Dad got up and walked out. For 30 days, I lived at Troy’s house. It was the most peaceful 30 days of my life.

“Well,” Dr. Reynolds closes my file with the legal pad in it, “it seems we’ve got a lot of work ahead of us.”
“Meaning,” I started getting upset, “I’m staying here longer than expected?”
“No. Not what I mean at all. We or some other psychiatrist or psychologist could help you through this on the outside if you make it through eval. But I think this is a good place to stop.”

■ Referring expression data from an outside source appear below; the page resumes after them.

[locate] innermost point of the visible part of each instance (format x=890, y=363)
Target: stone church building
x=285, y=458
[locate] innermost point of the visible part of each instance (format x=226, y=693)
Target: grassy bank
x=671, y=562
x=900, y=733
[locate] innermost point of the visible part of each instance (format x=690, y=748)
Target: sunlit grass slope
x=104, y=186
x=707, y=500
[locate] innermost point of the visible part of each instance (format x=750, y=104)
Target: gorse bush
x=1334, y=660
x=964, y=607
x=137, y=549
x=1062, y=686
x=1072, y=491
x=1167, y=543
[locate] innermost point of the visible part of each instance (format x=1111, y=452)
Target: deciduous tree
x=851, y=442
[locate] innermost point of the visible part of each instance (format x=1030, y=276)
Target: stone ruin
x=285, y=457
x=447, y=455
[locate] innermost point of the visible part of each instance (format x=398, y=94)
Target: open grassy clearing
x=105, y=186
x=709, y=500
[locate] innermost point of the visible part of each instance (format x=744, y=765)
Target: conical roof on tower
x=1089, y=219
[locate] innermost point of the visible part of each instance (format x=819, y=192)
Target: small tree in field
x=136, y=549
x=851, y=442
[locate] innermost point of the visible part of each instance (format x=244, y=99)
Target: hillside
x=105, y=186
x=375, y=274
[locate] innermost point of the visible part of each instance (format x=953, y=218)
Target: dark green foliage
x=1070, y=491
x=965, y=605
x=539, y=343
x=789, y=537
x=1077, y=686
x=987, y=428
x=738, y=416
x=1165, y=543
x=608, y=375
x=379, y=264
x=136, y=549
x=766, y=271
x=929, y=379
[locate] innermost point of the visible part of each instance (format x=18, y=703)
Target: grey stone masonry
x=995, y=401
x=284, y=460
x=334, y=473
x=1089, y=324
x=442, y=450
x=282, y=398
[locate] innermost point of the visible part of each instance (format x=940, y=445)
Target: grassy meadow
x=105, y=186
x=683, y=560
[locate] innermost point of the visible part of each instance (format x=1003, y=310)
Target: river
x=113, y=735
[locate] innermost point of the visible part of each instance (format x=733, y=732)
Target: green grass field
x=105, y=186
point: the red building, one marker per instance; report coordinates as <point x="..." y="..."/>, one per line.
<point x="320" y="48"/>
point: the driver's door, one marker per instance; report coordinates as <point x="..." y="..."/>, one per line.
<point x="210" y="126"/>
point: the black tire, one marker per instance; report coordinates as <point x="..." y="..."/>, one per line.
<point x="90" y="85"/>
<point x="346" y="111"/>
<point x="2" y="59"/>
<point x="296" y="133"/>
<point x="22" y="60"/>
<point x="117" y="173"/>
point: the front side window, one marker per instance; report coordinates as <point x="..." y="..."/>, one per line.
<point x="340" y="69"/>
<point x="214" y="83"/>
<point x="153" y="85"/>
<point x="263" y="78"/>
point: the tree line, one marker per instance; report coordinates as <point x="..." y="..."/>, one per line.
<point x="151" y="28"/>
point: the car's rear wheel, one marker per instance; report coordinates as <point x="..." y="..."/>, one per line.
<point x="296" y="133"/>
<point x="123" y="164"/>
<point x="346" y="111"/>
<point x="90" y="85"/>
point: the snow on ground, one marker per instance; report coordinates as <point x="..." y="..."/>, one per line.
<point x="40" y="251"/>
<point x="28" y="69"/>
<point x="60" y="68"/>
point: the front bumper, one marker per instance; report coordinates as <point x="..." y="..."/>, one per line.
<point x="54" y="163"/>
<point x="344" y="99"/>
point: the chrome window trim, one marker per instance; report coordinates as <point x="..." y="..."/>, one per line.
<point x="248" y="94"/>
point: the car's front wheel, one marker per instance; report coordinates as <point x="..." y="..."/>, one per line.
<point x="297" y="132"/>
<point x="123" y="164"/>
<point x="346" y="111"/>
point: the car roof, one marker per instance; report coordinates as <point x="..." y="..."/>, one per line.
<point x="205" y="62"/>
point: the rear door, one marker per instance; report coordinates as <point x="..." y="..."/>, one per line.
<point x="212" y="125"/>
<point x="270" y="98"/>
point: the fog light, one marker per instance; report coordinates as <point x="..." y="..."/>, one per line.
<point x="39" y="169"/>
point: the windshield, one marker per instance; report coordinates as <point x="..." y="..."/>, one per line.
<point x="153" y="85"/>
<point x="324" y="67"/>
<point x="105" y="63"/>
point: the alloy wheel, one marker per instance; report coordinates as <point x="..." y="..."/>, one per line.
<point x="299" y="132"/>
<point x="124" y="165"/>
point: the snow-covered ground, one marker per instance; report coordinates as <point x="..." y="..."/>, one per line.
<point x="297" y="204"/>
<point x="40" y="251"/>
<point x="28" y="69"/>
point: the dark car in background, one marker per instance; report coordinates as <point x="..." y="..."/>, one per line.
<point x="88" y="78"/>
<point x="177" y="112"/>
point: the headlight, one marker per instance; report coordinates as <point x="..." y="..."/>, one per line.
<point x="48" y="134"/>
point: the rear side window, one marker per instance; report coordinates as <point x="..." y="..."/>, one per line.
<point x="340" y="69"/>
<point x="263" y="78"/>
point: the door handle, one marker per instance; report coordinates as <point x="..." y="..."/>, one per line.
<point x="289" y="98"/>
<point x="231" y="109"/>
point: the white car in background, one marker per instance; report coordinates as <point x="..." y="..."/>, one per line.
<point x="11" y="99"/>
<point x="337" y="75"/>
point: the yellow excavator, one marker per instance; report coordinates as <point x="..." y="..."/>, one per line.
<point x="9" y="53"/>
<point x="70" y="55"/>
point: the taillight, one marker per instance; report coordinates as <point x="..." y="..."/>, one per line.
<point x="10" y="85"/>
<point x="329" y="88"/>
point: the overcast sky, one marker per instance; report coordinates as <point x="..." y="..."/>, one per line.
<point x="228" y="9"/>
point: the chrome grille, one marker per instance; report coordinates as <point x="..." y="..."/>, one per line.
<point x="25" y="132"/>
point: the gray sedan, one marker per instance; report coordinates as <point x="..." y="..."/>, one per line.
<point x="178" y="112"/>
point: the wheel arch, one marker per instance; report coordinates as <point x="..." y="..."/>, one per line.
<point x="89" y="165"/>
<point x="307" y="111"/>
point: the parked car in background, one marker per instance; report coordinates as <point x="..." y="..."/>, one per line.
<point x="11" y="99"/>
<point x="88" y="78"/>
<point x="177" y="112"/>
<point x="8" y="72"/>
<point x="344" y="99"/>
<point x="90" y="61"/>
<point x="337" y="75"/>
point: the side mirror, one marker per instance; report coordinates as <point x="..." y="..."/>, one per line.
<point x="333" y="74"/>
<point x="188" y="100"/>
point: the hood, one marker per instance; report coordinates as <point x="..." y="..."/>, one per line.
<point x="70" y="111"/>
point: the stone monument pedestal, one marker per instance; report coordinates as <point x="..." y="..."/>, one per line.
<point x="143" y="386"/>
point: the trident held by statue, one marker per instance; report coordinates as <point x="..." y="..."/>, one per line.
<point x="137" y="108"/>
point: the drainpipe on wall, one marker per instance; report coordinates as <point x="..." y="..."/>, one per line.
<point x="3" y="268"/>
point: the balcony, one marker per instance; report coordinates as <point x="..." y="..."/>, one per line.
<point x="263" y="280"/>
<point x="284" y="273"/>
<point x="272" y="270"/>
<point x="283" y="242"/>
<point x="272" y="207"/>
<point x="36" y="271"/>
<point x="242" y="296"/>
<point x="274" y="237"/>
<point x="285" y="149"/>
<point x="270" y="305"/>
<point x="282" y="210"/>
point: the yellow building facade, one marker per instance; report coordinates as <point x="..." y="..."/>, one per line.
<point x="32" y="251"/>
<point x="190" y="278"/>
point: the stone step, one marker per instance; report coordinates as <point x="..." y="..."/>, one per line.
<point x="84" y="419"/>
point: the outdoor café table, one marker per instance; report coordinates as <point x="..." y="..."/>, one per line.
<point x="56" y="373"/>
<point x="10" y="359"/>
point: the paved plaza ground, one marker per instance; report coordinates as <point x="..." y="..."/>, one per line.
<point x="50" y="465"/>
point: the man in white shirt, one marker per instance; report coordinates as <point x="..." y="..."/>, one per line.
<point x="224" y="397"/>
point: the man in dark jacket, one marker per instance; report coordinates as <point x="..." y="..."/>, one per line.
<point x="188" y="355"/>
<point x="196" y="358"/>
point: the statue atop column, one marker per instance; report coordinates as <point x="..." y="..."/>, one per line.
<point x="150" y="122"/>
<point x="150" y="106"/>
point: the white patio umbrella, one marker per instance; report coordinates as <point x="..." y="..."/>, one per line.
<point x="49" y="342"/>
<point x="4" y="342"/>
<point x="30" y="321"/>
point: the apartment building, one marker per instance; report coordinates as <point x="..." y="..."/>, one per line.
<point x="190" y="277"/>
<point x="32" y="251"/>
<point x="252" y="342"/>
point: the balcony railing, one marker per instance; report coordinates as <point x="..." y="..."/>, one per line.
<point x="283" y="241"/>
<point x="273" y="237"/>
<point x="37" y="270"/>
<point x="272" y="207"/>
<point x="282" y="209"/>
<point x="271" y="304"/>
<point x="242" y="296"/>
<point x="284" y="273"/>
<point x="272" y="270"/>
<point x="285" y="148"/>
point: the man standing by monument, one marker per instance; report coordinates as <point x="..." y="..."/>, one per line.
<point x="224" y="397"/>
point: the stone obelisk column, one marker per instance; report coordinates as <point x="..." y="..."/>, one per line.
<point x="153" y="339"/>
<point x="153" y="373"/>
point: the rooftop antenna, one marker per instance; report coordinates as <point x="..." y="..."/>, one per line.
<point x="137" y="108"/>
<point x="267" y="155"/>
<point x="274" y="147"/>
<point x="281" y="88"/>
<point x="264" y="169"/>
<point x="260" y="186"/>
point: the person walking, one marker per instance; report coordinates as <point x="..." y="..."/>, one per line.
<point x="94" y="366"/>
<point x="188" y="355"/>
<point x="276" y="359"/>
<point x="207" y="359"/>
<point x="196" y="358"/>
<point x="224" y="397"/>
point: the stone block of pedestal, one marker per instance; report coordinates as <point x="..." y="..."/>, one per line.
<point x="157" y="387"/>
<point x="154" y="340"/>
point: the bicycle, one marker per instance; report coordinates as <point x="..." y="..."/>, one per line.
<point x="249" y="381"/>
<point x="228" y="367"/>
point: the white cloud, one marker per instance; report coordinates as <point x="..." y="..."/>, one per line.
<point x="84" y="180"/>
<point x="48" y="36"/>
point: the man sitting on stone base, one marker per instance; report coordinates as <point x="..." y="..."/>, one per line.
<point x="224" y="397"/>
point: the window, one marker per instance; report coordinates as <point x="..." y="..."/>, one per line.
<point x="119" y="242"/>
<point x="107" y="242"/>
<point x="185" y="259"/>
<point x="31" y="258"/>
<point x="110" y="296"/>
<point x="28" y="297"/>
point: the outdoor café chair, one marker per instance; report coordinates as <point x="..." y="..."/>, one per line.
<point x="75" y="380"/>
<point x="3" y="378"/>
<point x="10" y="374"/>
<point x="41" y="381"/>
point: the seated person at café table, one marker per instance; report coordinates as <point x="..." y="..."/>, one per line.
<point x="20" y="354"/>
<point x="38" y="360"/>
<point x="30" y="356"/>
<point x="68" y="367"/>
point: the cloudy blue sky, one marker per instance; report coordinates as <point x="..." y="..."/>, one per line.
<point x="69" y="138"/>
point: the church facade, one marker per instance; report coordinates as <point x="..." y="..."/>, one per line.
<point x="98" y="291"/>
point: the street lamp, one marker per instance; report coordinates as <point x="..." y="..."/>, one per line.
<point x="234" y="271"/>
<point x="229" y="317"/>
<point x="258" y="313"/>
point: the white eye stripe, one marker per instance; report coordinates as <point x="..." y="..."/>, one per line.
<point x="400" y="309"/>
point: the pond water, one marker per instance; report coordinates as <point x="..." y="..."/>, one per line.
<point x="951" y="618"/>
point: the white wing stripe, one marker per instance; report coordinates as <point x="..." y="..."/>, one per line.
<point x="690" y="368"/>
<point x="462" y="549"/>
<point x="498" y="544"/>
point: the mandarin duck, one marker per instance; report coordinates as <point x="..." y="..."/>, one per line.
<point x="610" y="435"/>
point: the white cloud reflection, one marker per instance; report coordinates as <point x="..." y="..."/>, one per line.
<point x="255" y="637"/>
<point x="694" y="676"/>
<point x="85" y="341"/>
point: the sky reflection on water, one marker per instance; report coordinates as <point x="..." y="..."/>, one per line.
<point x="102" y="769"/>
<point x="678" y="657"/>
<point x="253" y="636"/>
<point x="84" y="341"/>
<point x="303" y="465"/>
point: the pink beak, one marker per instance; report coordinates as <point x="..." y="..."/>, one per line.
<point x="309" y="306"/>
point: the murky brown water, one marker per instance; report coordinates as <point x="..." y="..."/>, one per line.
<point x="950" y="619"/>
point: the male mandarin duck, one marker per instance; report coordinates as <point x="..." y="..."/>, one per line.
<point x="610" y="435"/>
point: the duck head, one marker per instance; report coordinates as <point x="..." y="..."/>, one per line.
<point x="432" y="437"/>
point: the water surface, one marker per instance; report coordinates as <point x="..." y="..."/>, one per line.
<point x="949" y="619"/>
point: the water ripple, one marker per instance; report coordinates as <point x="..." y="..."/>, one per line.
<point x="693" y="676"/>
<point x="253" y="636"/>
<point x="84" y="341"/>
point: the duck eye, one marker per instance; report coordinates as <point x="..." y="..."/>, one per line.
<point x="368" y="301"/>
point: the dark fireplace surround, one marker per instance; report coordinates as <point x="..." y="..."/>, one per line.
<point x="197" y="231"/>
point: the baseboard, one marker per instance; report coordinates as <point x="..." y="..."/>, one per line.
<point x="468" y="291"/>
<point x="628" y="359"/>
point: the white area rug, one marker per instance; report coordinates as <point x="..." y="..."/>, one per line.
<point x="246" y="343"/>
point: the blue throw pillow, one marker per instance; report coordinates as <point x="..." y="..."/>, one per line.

He got up and set my file on his desk and took a swig of his coffee, “Are you adjusting well to your room and your room mate?”
“Yeah, I guess.” I said getting up. This is the thing about shrinks I hate. You spend an hour pouring your heart out to them and then after your time is up, they shut off the concern and you’re just another number again.
“Great!” he said, “I’ll set you up for morning group tomorrow….and let’s see…perhaps we’ll get you into O.T.”
“O.T.?” I asked. These therapy types got off on their freakin’ treatment slang. O.T., K.P., Eval, Chem. Dep, ADHD, ADD, ADA, blah de freakin’ blah! Retard Rhetoric is what I call it.
“Occupational Therapy.” He answers, “Sometimes it’s good to keep your mind going on other things besides the problems you’re dealing with.”
“How do I make a phone call?” I asked.
He paused for a moment, as if it was a question he didn’t want to answer.
“I’m afraid while you’re in eval, you won’t be allowed to make any phone calls. We can contact family members for you to let them know you’re okay….”
“How do you know I’m okay? 24 hours ago I was drinking a snooze cocktail…if I’m ‘okay’, shouldn’t I be sent home?”
“Mr. Newkirk,” so it’s back to formalities now, “by ‘okay’ I mean that you’re alive. Our session went very well today and you seem to be coping well with being in a locked unit. This is what is meant by ‘okay’. Do you have any other questions?”
He looked up at the clock and then at me again.
“Yeah,” I spoke up. “can we smoke in here? I’m dyin’ for a cig.”

4.
We could. My roomie Glenn showed me to the smoking lounge. It was a skinny hallway that connected the psych unit with the chemical dependency unit. We shared the smoke room. A long table sat against the wall with 4 chairs and one large ash tray.